病院が適切な治療を怠ったため長男(当時3歳)が手術後に低酸素脳症になり5年後に死亡したとして、三重県松阪市の父親(36)らが、三重大医学部付属病院を当時運営していた国を相手取り、長男が生きていれば稼いだであろう収入や慰謝料計約1億2600万円を支払うよう求めた訴訟の判決が28日、津地裁であった。堀内照美裁判長は、約6000万円を支払うよう国に命じた。

 堀内裁判長は「医師の注意義務違反による酸素供給の低下が低酸素脳症を招いた」と指摘。その後遺症による肺炎を併発し5年後に死亡したことについての因果関係も認めた。

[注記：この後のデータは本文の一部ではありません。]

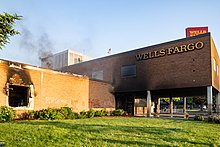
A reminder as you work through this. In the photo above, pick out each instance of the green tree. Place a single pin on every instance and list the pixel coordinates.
(7, 23)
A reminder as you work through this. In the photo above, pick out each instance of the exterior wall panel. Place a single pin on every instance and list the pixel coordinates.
(180, 70)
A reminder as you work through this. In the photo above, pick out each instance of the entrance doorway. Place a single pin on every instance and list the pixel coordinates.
(18, 96)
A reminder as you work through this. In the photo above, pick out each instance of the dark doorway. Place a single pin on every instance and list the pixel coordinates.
(18, 96)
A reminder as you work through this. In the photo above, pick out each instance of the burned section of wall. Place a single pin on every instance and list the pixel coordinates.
(19, 87)
(101, 95)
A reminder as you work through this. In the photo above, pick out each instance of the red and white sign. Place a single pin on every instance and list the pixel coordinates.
(193, 31)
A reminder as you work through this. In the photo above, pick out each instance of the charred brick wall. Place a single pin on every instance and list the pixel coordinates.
(101, 95)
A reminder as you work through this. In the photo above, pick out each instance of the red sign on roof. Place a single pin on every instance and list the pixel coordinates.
(193, 31)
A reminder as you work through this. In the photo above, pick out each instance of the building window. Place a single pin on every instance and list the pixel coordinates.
(97, 75)
(18, 96)
(128, 71)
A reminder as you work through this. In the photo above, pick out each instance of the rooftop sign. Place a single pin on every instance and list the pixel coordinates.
(170, 51)
(193, 31)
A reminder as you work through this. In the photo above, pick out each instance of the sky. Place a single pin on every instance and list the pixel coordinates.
(93, 27)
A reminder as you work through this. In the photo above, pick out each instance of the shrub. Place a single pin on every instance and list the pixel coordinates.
(82, 115)
(118, 112)
(6, 114)
(214, 119)
(90, 113)
(68, 113)
(199, 118)
(100, 113)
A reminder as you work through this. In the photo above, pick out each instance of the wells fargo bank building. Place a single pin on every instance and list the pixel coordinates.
(134, 80)
(180, 68)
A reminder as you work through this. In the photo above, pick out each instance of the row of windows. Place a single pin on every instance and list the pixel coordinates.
(126, 71)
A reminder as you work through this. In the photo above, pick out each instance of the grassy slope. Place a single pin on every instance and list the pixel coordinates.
(110, 131)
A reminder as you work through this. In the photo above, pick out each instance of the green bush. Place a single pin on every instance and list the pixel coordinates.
(6, 114)
(68, 113)
(118, 112)
(90, 113)
(199, 118)
(214, 119)
(82, 115)
(100, 113)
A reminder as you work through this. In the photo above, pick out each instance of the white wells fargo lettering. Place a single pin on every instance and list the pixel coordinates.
(170, 51)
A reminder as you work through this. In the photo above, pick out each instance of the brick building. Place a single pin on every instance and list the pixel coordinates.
(134, 80)
(184, 67)
(26, 87)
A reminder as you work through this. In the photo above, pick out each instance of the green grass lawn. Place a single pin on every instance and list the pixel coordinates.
(110, 131)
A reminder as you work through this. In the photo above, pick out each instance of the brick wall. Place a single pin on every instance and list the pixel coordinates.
(182, 70)
(51, 88)
(101, 96)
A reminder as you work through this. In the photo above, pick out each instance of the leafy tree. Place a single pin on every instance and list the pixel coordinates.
(7, 22)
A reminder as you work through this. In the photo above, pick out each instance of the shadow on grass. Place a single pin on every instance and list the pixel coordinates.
(103, 132)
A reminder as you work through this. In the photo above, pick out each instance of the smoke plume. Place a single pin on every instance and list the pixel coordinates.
(41, 46)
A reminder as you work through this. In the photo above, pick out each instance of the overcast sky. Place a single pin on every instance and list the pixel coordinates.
(93, 26)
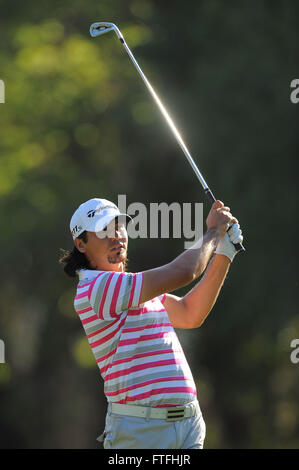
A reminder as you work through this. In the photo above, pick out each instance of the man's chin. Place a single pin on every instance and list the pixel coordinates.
(118, 258)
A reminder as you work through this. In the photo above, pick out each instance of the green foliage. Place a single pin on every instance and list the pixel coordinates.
(78, 123)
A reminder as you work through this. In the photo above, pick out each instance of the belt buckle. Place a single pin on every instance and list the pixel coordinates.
(176, 414)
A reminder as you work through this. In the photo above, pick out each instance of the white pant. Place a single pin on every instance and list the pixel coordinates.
(129, 432)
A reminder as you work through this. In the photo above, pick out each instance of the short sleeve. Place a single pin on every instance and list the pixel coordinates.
(111, 293)
(162, 298)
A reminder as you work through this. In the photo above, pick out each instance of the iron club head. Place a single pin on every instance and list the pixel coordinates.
(97, 29)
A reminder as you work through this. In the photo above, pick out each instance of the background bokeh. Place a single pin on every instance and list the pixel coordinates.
(78, 122)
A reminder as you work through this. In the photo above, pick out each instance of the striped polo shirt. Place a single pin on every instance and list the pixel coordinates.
(135, 346)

 長男は1997年3月、同病院で、大動脈が食道や気管を取り囲んで圧迫する疾患「血管輪」と診断され、99年9月に手術を受けた。術後、脳に障害が残る低酸素脳症に陥り、四肢が動かない寝たきりの状態になった。2004年5月には肺炎を併発し、死亡した。

 父親らは、手術で人工呼吸器を気管に入れるのに手間取ったため低酸素血症になり、さらに採血したことで脳への酸素運搬能力を低下させたと病院側の過失を主張していた。